WILLMAR -- Area wildlife groups and many individuals are contemplating whether to begin feeding wildlife to help see them through a difficult winter.
There's no doubt the growing snowpack, last week's freezing rain, and steady, below-average temperatures are taking a toll on area wildlife populations, according to Jeff Miller, assistant wildlife manager with the Minnesota Department of Natural Resources office at Sibley State Park.
"We're keeping an eye on it,'' said Miller of the conditions.
The Lake Lillian Sportsmen's Club put out a gravity box with corn for those willing to feed pheasant and wildlife. Miller believes others will be following suit too, but noted it is a tough call for many.

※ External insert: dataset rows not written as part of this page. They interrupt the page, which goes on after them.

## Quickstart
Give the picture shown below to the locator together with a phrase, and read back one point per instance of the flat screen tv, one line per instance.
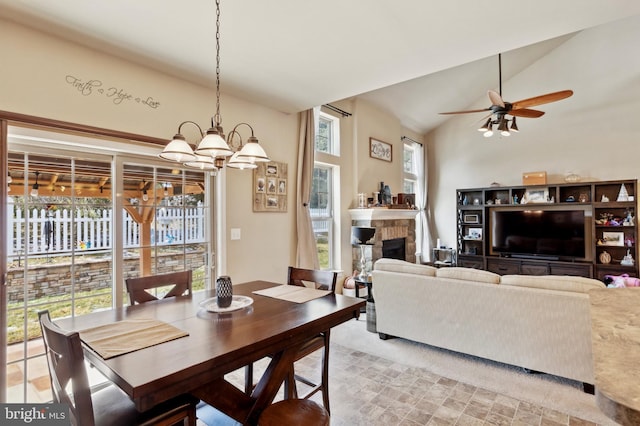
(547, 232)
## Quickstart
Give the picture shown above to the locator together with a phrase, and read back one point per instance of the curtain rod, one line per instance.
(338, 110)
(410, 140)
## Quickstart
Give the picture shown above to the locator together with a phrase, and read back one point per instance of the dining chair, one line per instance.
(321, 280)
(109, 405)
(137, 287)
(294, 412)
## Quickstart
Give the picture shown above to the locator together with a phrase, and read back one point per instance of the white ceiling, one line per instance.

Once a feeding site is started, it's critical to keep the site stocked through the course of winter. There's lots of winter ahead, and corn prices are high.
Corn prices are in the $5.80-per-bushel range at most area elevators.
The harsh winter conditions are obvious, but it's often difficult to measure the actual harm on wildlife populations, said Miller. He said the stress on wildlife is apparent by the numbers of pheasants and wild turkeys that can be seen scratching through snow in open fields and along roadways for food. They are out all hours of the day and visible in open areas they would otherwise shun.
It all indicates they are working harder and longer hours at getting the food they need, and putting themselves at greater risk from predators to do it, he noted.
The local DNR wildlife office has not yet fielded many reports of depredation problems yet, but is ready to respond to them, he said. He's had a few calls about deer foraging on round bales of hay. The best tactic in response is to "short stop'' the deer by offering corn and other feed at another location away from the farm.
He's expecting the cold weather will soon lead to an increase in reports of dogs chasing deer and wildlife as the wild creatures venture closer to farms and into towns.
The cold, hard-packed snow poses a double challenge for many game animals. It makes it much more difficult for pheasants and other wildlife to reach their food.
And, the hard-packed snow allows predators like foxes and coyotes to run right across the surface at top speed, instead of plowing through a heavy pile of fluff.